Et puis un beau soir, comme un hâle accablant pesait sur la campagne et que le village était désert, tout à coup Louis Génin ramassa ses cornouilles sur la marche disjointe de la chapelle, les glissa dans sa poche, et, avec cet air inspiré, qui, pour moi, était irrésistible, il s’élança, en me criant : — « Je m’en vas à la Rue-haut ! » comme on chante : « Le jour de gloire est arrivé ! » Quel accent fit-il passer dans ces simples mots ? J’avais vu la flamme de la découverte briller dans ses yeux gris. Tête baissée, je le suivis, et, tout en galopant derrière lui, je me répétais : « la Rue-haut, la Rue-haut ! » trouvant, pour la première fois, dans ces syllabes, un son étrange, et, tandis que je les prononçais, je voyais je ne sais quoi resplendir devant nous…

Pourtant, elle était bien prosaïque, cette Rue-haut, et même d’une malpropreté repoussante, avec ses fumiers entassés devant les portes des maisons comme des écuries, ses mares de purin, son abreuvoir pleurant au milieu des bouses et des flaques boueuses.

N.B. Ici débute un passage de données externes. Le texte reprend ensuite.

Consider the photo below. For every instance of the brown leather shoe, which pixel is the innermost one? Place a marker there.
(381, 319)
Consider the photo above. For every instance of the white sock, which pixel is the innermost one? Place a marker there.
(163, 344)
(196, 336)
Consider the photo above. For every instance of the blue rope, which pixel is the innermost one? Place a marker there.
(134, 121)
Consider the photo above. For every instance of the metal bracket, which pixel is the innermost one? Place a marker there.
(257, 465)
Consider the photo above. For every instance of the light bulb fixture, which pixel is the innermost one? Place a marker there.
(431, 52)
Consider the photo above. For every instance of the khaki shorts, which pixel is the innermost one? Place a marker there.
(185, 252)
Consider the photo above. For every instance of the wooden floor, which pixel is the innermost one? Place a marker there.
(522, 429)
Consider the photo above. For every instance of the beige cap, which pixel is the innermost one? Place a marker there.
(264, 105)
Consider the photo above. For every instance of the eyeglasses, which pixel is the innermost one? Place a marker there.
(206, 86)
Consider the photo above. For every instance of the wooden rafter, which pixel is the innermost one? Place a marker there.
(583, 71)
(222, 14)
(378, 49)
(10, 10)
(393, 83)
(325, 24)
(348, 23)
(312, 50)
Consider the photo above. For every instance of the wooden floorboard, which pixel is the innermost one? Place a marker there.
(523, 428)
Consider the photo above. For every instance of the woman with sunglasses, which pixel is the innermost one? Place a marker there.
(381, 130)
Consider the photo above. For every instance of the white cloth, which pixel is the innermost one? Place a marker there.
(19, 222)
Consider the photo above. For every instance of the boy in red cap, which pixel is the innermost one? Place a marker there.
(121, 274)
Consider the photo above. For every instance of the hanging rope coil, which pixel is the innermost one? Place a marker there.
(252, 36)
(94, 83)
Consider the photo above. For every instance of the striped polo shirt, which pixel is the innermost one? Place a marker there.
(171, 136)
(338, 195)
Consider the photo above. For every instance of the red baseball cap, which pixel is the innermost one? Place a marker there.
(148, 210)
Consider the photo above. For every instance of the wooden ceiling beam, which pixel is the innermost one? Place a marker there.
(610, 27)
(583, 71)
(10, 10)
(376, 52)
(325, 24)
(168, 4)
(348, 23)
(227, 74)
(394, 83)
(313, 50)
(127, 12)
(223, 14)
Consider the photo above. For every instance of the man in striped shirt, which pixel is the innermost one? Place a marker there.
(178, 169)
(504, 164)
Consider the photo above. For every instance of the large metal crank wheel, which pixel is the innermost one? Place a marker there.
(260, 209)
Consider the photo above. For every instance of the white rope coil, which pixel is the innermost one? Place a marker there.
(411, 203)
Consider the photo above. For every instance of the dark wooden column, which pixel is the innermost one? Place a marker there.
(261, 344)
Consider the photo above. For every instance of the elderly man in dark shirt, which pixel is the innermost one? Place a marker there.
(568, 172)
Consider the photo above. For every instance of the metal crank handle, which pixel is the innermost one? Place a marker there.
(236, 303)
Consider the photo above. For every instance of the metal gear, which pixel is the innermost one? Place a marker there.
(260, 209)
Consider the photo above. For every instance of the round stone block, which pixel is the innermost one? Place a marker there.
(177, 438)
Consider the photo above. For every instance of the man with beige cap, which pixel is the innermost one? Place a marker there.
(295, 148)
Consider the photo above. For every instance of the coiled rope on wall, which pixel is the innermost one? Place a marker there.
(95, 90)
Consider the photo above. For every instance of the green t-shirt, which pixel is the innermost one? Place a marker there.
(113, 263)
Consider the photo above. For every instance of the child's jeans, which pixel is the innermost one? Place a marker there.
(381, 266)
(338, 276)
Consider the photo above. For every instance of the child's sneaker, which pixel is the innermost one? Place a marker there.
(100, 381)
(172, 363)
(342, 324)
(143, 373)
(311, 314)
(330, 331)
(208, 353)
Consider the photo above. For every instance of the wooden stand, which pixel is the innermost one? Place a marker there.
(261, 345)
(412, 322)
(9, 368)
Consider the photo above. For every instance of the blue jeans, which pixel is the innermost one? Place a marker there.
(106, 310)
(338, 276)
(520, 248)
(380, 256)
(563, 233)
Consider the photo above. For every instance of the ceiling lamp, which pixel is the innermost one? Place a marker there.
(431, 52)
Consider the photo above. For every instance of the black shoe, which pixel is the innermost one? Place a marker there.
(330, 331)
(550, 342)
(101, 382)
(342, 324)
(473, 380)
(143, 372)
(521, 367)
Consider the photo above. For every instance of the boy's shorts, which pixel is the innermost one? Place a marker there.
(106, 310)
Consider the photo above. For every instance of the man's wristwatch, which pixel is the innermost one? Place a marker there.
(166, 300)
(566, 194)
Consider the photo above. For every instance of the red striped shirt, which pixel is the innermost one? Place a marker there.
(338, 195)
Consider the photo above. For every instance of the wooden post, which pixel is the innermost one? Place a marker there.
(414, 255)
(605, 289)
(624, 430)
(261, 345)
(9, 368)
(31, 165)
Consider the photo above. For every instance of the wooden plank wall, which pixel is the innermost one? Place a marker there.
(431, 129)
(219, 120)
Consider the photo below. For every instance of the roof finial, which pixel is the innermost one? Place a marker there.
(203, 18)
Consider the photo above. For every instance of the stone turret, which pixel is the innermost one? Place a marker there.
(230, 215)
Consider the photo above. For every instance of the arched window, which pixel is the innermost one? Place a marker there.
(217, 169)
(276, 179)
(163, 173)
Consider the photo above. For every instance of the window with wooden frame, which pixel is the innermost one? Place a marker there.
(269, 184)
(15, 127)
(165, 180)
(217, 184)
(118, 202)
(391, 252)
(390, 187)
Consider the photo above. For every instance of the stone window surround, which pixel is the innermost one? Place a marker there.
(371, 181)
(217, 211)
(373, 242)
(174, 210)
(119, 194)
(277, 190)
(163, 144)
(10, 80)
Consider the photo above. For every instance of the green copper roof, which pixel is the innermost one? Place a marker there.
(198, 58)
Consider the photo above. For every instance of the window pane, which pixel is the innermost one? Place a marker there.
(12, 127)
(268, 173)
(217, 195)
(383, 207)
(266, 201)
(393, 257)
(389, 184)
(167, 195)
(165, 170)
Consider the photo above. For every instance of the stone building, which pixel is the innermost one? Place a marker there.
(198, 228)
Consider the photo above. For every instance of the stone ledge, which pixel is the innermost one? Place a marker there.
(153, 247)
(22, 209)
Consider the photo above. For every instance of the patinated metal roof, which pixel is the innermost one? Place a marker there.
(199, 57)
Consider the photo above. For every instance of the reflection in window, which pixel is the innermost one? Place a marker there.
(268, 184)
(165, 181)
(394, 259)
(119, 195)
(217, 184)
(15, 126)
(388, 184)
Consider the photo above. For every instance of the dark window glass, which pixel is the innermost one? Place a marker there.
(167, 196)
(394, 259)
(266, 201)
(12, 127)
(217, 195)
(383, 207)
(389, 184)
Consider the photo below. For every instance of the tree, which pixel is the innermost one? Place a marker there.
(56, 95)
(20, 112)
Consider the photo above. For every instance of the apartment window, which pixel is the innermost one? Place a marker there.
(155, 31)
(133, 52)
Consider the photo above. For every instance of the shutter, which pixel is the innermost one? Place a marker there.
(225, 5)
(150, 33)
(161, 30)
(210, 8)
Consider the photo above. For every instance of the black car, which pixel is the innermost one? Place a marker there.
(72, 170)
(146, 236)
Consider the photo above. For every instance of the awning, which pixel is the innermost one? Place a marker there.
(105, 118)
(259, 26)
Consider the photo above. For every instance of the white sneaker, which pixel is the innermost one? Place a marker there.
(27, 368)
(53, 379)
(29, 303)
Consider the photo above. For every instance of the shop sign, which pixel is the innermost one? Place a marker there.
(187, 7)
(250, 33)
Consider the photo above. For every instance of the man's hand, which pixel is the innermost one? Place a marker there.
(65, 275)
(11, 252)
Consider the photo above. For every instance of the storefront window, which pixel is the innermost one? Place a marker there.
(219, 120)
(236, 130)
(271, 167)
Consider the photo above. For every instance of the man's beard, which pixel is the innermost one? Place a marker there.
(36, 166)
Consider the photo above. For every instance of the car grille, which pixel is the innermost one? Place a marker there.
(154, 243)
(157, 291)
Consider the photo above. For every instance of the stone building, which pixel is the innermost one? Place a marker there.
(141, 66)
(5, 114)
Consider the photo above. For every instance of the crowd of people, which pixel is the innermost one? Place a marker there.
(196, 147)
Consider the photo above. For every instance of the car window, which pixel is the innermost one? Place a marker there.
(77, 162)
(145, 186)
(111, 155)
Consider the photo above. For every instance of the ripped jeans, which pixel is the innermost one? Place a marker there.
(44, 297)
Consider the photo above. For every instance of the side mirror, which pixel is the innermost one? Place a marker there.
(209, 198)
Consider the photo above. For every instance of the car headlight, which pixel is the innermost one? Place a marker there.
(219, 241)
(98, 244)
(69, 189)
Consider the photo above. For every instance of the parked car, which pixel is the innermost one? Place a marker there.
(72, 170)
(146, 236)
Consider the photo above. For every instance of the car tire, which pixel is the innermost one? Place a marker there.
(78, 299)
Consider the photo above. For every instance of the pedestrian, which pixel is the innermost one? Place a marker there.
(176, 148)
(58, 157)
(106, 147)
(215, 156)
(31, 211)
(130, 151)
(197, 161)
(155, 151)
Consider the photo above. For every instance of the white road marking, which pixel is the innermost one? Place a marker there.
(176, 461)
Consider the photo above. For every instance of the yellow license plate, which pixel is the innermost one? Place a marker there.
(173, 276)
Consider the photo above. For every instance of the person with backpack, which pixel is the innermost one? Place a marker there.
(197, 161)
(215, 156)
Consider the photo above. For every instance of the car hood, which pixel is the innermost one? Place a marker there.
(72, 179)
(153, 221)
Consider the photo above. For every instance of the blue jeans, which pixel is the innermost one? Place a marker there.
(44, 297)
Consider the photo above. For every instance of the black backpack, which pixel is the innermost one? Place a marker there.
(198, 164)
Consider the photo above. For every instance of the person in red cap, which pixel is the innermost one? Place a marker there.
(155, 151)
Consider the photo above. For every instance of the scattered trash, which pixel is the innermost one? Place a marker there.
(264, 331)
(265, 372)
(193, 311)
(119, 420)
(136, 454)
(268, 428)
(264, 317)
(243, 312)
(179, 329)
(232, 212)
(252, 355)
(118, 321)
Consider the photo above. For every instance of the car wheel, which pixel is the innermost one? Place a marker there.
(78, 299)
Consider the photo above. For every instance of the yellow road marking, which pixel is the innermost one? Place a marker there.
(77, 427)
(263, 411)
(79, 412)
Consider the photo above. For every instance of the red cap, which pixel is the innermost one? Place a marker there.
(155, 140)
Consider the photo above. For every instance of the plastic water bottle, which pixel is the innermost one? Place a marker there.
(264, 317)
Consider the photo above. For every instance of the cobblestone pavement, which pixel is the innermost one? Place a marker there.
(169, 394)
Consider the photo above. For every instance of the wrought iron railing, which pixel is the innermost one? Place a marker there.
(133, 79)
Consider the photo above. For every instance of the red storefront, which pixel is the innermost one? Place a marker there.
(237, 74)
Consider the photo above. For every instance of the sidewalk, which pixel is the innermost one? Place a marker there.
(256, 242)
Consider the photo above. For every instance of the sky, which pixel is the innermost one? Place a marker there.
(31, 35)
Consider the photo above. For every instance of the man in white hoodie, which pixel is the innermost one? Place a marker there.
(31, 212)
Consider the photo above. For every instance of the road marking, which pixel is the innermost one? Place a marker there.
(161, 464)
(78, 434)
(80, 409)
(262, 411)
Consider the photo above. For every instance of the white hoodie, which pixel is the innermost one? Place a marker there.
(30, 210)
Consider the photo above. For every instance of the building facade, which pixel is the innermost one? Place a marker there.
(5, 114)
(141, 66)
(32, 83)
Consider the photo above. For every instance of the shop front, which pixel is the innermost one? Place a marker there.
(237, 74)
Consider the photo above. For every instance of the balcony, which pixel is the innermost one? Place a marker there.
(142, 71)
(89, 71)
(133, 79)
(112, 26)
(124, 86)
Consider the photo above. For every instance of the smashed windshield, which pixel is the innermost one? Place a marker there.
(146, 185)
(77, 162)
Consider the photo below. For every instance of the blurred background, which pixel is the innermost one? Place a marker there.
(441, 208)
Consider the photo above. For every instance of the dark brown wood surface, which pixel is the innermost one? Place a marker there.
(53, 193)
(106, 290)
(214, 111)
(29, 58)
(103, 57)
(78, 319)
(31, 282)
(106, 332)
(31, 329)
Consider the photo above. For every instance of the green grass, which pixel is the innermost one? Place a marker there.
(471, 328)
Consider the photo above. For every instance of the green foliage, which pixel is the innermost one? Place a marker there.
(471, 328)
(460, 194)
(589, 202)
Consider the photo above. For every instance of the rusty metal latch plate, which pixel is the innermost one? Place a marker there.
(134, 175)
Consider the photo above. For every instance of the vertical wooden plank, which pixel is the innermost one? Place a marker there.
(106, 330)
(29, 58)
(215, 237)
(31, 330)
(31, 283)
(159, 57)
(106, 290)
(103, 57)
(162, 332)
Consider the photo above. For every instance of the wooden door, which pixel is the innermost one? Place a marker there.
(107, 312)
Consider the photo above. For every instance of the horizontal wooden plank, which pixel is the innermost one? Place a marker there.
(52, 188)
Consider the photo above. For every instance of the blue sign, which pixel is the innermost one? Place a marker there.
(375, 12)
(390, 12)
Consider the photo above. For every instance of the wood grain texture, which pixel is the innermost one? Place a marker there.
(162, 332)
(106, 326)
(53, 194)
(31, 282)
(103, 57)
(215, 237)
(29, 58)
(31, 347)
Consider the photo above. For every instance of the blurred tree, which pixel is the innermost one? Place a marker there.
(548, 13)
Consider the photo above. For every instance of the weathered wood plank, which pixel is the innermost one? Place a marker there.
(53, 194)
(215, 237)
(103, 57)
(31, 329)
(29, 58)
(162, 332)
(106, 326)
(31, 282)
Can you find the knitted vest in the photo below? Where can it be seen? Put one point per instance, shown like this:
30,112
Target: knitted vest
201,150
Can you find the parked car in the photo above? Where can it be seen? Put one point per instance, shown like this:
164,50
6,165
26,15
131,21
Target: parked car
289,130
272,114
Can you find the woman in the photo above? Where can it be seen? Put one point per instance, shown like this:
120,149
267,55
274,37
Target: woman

Mais je courais derrière Louis Génin, sans rien apercevoir de tout cela. Enfin, il s’arrêta au bout de la rue, devant un autel de pierre, adossé au mur d’une grange et surmonté d’une colonne ronde, que terminait un crucifix entre deux personnages agenouillés. Tout autour de la croix, des crottes blanchâtres maculaient le sol, souillaient même la pierre de l’autel et le banc aménagé contre le mur du logis. De gros pigeons ventrus roucoulaient sous le toit de la maison, dont tous les volets étaient tirés.

À cause de ces oiseaux, on appelait les propriétaires du logis : les Collin-des-Pigeons. C’était une famille de cultivateurs cossus et dévots. Pour les processions, la mère Collin-des-Pigeons dressait un reposoir dans l’angle de sa grange, sur la table de pierre surmontée de la croix, et le fils Collin, qui avait de belles moustaches rousses et qui était grand chasseur, tirait, avec son fusil, des salves en l’honneur du Saint-Sacrement.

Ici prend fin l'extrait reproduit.